The Brotherhood leader was facing life in prison for sharing classified information with Qatar through Al Jazeera while in office. After the popular uprisings that led to his government’s fall in 2013, Morsi and 10 others were convicted of life sentences for leaking classified information to Qatari authorities through journalists at Al Jazeera's Cairo bureau. Morsi and Brotherhood compatriots were also charged with providing secret assistance to foreign militant groups, including Hamas, Hezbollah, and Iran’s Revolutionary Guard Corps — as well as for his role in a 2011 break from Wadi el-Natrun prison.
The blatantly pro-Muslim Brotherhood network stated that the only two heads of states who had condemned Morsi’s ‘murder’ were the emir of Qatar, Sheikh Tamim bin Hamad Al Thani, and the Turkish dictator, Recep Tayyip Erdogan. No surprise there, alas, as Erdogan has become the new godfather of the Brotherhood.

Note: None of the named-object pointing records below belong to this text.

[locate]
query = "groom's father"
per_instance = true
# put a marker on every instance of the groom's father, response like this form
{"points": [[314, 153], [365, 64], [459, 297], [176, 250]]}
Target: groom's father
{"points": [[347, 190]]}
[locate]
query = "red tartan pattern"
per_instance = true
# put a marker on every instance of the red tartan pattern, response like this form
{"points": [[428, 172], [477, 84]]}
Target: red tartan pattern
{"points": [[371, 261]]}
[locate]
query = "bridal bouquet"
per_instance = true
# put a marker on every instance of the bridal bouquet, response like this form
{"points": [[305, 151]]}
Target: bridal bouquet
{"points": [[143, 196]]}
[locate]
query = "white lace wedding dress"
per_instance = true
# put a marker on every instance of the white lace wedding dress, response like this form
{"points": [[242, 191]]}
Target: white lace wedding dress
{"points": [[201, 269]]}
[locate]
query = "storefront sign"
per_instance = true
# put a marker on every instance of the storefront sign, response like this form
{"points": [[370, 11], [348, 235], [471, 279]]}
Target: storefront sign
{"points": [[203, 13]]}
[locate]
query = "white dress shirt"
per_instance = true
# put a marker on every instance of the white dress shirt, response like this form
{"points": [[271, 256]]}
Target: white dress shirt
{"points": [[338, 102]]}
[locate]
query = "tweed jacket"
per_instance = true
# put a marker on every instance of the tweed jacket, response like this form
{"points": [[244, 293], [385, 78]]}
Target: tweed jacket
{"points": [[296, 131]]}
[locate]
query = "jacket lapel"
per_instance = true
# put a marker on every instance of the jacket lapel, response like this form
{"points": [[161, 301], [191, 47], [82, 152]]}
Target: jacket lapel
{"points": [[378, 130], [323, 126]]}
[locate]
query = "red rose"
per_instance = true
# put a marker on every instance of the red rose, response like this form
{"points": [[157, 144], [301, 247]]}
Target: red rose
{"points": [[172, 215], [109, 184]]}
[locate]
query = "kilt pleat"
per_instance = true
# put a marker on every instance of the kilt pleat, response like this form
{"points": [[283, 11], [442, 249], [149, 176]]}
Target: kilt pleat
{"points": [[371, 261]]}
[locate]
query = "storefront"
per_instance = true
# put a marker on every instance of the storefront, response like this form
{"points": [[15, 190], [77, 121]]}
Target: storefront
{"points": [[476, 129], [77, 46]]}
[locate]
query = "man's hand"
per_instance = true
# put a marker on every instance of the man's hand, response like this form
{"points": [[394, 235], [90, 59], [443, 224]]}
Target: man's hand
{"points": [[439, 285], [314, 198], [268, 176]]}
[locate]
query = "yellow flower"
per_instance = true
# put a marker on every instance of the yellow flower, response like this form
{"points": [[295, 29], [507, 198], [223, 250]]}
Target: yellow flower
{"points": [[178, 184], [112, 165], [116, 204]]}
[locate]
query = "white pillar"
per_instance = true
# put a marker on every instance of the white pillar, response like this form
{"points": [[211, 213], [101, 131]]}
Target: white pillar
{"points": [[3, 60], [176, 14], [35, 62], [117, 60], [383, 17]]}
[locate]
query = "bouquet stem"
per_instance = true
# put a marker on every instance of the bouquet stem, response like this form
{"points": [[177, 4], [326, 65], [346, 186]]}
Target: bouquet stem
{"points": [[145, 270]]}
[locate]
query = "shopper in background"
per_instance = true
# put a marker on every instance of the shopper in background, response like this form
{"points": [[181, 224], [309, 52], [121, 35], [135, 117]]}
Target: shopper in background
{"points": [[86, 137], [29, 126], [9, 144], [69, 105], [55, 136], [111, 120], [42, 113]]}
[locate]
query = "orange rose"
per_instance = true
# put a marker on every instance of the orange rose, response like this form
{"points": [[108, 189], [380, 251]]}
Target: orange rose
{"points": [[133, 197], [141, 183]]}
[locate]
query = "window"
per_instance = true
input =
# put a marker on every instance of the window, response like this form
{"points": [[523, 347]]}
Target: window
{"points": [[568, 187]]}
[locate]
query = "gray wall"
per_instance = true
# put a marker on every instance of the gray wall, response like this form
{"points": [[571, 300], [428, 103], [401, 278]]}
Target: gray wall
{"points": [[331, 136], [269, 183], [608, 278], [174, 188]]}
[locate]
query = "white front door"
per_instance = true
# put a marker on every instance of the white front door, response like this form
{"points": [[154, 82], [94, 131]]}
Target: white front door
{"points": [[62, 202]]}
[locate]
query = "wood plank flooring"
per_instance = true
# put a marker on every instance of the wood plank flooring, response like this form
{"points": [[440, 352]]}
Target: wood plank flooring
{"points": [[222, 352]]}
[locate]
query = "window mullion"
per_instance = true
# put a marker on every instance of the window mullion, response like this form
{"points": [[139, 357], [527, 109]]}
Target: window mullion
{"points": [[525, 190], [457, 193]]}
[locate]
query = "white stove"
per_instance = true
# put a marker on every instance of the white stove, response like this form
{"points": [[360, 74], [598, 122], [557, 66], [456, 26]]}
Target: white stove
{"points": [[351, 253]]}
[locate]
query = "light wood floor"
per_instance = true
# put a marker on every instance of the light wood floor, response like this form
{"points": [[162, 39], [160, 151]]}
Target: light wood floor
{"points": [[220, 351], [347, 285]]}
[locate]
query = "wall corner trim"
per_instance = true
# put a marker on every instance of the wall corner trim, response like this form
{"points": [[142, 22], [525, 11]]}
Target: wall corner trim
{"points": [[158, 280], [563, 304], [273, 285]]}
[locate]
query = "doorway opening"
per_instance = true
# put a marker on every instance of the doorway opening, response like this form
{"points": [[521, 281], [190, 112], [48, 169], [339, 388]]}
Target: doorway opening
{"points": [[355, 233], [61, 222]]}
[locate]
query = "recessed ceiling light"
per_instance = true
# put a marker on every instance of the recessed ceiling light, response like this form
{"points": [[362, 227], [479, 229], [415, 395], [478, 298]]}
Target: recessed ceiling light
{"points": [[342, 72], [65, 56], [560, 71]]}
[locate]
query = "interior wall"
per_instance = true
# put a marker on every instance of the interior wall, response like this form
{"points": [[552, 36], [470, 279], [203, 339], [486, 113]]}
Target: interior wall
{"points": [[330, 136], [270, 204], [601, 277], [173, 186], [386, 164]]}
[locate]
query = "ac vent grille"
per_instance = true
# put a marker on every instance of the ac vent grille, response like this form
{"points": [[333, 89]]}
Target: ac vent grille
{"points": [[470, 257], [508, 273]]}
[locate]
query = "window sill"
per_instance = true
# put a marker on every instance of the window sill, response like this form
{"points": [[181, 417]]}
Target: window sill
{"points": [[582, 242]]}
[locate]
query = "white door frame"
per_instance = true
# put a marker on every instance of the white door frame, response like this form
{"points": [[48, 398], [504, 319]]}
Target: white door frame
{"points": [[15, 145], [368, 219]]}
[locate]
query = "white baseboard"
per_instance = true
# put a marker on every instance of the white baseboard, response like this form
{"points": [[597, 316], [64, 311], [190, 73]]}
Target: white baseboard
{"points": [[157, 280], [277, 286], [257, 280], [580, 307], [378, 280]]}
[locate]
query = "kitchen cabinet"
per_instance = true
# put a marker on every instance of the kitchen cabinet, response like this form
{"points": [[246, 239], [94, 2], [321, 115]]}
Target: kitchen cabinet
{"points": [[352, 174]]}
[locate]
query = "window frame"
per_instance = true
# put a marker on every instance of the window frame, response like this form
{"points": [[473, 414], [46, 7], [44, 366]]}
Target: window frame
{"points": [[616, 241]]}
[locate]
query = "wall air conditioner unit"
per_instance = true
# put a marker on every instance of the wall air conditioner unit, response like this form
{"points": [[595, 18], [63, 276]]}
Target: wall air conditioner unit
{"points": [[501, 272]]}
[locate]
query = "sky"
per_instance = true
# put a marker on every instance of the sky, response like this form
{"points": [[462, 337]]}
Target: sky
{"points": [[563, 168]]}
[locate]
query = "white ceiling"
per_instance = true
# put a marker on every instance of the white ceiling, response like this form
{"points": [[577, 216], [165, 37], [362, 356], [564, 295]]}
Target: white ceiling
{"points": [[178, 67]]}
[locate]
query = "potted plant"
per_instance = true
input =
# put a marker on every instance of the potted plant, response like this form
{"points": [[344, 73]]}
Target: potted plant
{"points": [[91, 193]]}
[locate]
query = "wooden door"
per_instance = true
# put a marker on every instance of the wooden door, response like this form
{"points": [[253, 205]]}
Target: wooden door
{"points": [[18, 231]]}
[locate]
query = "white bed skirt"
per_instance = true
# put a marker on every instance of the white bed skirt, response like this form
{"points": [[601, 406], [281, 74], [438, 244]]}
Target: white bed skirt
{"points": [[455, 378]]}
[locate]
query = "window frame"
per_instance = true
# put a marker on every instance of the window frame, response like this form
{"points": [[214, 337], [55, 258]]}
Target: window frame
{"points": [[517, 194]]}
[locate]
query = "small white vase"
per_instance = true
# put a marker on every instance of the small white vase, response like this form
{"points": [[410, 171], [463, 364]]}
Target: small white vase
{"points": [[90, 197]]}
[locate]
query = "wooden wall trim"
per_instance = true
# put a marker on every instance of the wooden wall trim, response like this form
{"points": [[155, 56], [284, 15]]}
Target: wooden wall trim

For most of the day, Al Jazeera’s featured guest was Erdogan, a staunch supporter of the Muslim Brotherhood and the largest jailer of journalists in the world. Erdogan described el-Sisi’s Egyptian government as a “tyranny,” and lashed out at Saudi Arabia and the United Arab Emirates — two Islamic countries that strongly support Sisi against the Brotherhood — for remaining silent with respect to Morsi’s death.
Throughout its news bulletins, the Qatari media outlet strongly criticized Cairo for allowing a reporter from Israeli national television to cover the event and tour the streets of the Egyptian capital, claiming that the reporter was “inaccurate” when he stated that Egyptian people were not moved by Morsi's death.
This latest controversy comes amid renewed scrutiny of the Qatari network in the United States.
On Capitol Hill, Al Jazeera has recently come under fire from members of Congress who are urging the Qatari state-controlled outlet to register with the Justice Department under the Foreign Agent Registration Act (FARA). Kremlin-funded Russia Today registered under FARA in 2017 and has since been denied press credentials by the Congressional Press Association.
“If any question remained about whether Al Jazeera is an independent news network or an organ of radical Islamist propaganda, it has now been put to rest,” wrote Rep. Jack Bergman (R-MI) in the Washington Examiner this month. As The Washington Free Beacon’s Adam Kredo has reported, Bergman had a subsequent testy exchange over the issue with an attorney at DLA Piper, a prominent law firm that has been retained by Al Jazeera. The congressman called out the law firm’s “heavy-handed attempt to intimidate a Member of Congress to advance the interests of a foreign government that promotes Islamic extremism and anti-Semitism.”